One year later …
Throwing caution to the wind and building a dream.
Last year Brian Herbert, Brandon Rosage and I met up in California and on a whim asked ourselves: ignoring what we know Crowdmap to be today, what would our ideal crowdsourced mapping service look like? As it turns out, we’d all already been considering this question for a while in our own heads, and our conclusions were strikingly similar.
- It would put a strong emphasis on users and their content. That content would be presented in a big, beautiful fashion and delivered front and center to visitors — people want to know what’s going on as it happens.
- Users would be able to post about anything at anytime from anywhere. A map shouldn’t have to already exist, and users shouldn’t have to hunt one down, before sharing something they care about.
- It would make mapping of content simple and straightforward, and respect users’ ownership over the content. Content could be mapped in real time or at any point later.
- It would have a responsively designed frontend that would look and work just as great on your mobile phone as it does on your desktop.
- We wouldn’t be limited to one site or one use case; it would have a powerful and flexible API that developers could build from to create any geo-location aware app they could dream up — our homepage would be just the first of many.
- It wouldn’t just be about crisis mapping: it should be about sharing and mapping anything you want. We conceived an enormous array of use cases outside of crisis situations that we’d want to use this kind of platform for.
- At the same time it would make crisis mapping easier. By taking the reigns off of users and allowing them to post anytime, and making creating maps trivial, emergency situations could be addressed more easily and at a quicker pace than ever before.
As we excitedly scribbled these goals into our iPads, it amazed me how quickly this vision was solidifying. We could build this. We should build this. And so, we set out to do just that. After our few days in California, we returned to our respective locations across the globe and began our work.
Brian approached the Ushahidi leadership about the concept, who I can only assume initially thought us insane. After all, we were proposing replacing an existing, well established service that’s popular with the crisismapping community for something completely new and untested. It was no small ask, and I’d have called us nuts. But, after a bit of convincing, they told us to follow through with this and see where it led us. I cannot understate the amazing level of trust was awarded to us on this endeavor, and I can’t thank them enough for this.
The year of development flew by faster than any of us expected, and work proceeded at an incredible pace. We looked to our peers in the space as we designed our API — what we felt was being done right and what wasn’t — and learned a lot in the process. We went through several iterations of the frontend, each more refined and impressive than it’s predecessor. We faced a lot of challenges, but came out the other side as better developers and designers for it.
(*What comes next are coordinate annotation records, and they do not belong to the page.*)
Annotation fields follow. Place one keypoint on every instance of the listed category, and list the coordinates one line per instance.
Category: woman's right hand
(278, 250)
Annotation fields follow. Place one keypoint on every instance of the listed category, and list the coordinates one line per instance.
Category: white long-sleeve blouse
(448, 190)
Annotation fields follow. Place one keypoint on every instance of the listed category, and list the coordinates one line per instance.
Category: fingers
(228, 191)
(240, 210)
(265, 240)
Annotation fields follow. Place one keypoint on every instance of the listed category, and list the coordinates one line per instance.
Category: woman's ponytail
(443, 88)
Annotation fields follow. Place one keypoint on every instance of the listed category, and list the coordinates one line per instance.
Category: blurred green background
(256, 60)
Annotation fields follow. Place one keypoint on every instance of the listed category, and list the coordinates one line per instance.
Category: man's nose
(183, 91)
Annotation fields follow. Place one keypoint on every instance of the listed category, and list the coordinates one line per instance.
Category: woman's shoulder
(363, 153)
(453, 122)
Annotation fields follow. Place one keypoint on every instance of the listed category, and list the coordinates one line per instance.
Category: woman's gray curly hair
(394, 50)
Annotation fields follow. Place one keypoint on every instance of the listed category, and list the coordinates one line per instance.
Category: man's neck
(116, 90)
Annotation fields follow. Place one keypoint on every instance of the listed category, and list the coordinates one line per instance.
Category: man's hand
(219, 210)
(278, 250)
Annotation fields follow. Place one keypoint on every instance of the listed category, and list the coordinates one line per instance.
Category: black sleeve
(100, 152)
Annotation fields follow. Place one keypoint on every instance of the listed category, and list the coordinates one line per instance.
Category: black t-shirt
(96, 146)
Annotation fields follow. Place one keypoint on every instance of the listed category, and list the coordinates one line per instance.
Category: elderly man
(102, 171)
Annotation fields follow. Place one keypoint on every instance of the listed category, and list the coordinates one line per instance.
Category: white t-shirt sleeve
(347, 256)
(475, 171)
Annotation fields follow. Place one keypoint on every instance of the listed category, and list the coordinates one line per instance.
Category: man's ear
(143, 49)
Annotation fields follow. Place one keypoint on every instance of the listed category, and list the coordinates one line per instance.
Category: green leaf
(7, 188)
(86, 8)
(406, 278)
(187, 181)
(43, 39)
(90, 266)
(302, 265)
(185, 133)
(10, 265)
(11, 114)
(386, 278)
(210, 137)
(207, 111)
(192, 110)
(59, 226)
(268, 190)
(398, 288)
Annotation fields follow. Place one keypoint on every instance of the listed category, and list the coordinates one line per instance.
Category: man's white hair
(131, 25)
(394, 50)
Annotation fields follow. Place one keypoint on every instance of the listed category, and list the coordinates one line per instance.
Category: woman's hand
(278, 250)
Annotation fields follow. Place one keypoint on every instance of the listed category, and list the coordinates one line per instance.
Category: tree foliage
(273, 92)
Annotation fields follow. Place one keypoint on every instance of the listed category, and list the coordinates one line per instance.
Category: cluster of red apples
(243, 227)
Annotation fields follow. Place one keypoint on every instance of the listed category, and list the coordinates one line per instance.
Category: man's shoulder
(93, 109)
Here we are a year later, and opening up the beta publically for the first time today. It’s a pretty amazing feat, especially in light of our team’s size. I’m incredibly proud of what we’ve accomplished, and satisfied with the fact that in the end, we stayed true to our original vision. We have delivered a product that met all of our hopes, and beta testers seem to be thrilled with it. You can’t ask for more than that.
We aren’t totally done yet. There’s still lots to fix, and features we want to add. But I hope you’ll join us in shaping Crowdmap’s future. The adventure is just beginning.
Thank you to everyone at Ushahidi for supporting this crazy vision, and giving us the freedom, resources and love to build it. There is no greater bunch of people out there I could hope to work with.